La casa degli dei – Quasi in dirittura d’arrivo… ma prima di posare i piedi a Maratea, imperdibile una sosta a Paestum, fondata da coloni greci provenienti da Sibari, in Calabria, verso il 600 a.C.; essi si stabilirono dapprima in una fortezza sul mare, attuale vicina Agropoli, ove costruirono un tempio per Poseidone e poi si spostarono nella pianura, dando vita a Poseidonia, che mutò nome in Paistom sotto i successivi dominatori Lucani e in Paestum con i Romani. Un sito, che porta indietro nel tempo, con imponenti templi che si stagliano nell’azzurro, vestigia di una città estesa e fiorente. E c’è chi ha la fortuna di condividere i confini con le possenti mura greche, come una masseria-caseificio dietro l’area archeologica, location strepitosa.
Cristo si è fermato a Maratea – Un viaggio attraverso l’Italia equivale ad un banchetto nuziale: le portate non finiscono mai, sono abbondanti e ghiotte.
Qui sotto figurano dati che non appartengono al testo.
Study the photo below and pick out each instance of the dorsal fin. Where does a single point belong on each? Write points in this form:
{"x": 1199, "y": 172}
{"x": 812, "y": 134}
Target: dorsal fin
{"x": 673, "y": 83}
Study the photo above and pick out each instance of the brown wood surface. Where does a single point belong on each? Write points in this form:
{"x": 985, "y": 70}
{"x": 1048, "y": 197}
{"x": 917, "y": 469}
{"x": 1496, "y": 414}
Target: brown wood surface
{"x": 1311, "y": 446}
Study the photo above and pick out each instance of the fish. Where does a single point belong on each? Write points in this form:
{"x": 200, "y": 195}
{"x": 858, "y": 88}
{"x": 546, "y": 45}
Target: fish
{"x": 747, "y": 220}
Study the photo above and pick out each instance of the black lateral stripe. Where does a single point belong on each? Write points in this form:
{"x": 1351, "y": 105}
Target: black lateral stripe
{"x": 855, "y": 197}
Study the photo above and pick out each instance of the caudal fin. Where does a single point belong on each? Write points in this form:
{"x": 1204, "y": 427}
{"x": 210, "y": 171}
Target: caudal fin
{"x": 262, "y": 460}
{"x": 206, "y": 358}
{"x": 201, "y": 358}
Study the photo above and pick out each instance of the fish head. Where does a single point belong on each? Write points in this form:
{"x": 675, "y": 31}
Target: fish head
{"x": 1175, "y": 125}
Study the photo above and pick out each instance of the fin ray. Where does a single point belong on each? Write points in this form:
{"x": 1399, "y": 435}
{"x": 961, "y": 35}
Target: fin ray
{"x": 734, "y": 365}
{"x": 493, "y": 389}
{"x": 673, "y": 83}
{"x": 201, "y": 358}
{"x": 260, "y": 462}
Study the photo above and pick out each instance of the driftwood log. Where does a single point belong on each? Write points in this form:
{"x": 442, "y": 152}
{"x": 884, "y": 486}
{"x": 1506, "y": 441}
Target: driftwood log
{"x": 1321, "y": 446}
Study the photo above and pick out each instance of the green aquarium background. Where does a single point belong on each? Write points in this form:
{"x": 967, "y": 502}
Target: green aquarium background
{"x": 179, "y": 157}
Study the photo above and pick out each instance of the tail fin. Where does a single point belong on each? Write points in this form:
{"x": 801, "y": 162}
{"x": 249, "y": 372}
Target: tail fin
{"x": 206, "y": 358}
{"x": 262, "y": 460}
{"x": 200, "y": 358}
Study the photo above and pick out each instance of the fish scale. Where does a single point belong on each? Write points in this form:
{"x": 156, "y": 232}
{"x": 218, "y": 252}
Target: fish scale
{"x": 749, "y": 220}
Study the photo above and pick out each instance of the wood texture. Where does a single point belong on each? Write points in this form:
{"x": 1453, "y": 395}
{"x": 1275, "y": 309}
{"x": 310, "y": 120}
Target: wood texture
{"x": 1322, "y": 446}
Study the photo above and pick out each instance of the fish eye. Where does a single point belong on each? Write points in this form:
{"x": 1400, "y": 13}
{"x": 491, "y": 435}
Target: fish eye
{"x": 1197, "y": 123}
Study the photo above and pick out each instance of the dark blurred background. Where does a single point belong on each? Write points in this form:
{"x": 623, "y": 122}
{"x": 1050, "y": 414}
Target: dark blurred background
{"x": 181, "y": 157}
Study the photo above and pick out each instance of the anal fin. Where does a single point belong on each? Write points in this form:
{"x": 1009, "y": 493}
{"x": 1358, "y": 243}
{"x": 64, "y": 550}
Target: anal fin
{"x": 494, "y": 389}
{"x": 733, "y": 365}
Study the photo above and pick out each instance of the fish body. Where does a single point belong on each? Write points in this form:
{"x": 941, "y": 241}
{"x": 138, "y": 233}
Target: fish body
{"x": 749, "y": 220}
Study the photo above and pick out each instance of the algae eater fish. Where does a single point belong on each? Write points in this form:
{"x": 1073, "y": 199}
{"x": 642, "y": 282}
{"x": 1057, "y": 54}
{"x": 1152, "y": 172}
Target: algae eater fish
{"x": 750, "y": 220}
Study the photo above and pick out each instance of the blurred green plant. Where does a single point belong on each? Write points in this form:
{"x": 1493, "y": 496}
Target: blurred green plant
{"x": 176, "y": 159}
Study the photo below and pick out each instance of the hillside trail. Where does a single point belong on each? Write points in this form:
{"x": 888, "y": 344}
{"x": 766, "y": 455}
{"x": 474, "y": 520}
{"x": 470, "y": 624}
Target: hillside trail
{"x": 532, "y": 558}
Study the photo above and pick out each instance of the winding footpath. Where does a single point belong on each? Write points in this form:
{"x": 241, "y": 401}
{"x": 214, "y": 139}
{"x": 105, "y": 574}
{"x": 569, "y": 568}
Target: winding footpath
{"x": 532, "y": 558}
Da Paestum a Maratea c’è un centinaio di chilometri: se si vuol toccare mèta, meglio tirar dritto, evitando altre tentazioni, ad esempio la certosa di Padula, o di San Lorenzo, prima certosa sorta in Campania; con tre chiostri, un giardino, un cortile ed una chiesa, è uno dei più sontuosi complessi monumentali barocchi del sud Italia, nonché la più grande certosa a livello nazionale. Costruita a partire dal 1306 su una preesistente chiesa di S. Lorenzo, come per tutte le certose d’Italia, richiama l’immagine della graticola sulla quale il santo fu bruciato vivo. Nel Cinquecento il complesso divenne meta di pellegrini illustri, come Carlo V, che vi soggiornò con il suo esercito nel 1535 di ritorno dalla battaglia di Tunisi e, secondo la tradizione, per l’occasione i monaci prepararono una frittata di mille uova.

Cristo non si è fermato ad Eboli: è a Maratea e domina il paese dagli oltre 600 metri del colle San Biagio; alto 21,13 metri (secondo solo al Cristo Redentore di Rio de Janeiro, 38 metri), realizzato su idea dell’imprenditore biellese Stefano Rivetti – arrivato a Maratea nel ‘53 per avviare attività industriali – e completato nel 1965; si raggiunge tramite una strada panoramica che, agli ultimi tornanti, è pura vertigine. Sulla sommità, di fronte alla statua, sorge la basilica di San Biagio (che, a sua volta, sta sul sito di un tempio dedicato a Minerva), ove si conservano le reliquie del santo patrono, martirizzato nel 316 a Sebaste. Nel 732, parte dei suoi resti, deposti in un’urna di marmo, furono imbarcati per esser portati a Roma, ma una tempesta fermò la navigazione sulla costa di Maratea, dove i fedeli accolsero le reliquie. Il traguardo deve essere il mare e la cittadina offre splendide spiagge, tra cui cala Jannita, di sabbia nera, vulcanica, dove rilassarsi – complice consigliato un paniere di mozzarelle di Massa e vino di Brefaro – ammirando la prospiciente isola di Santo Janni, che fra le sue onde custodisce il più grande sito archeologico subacqueo di epoca romana del Mediterraneo.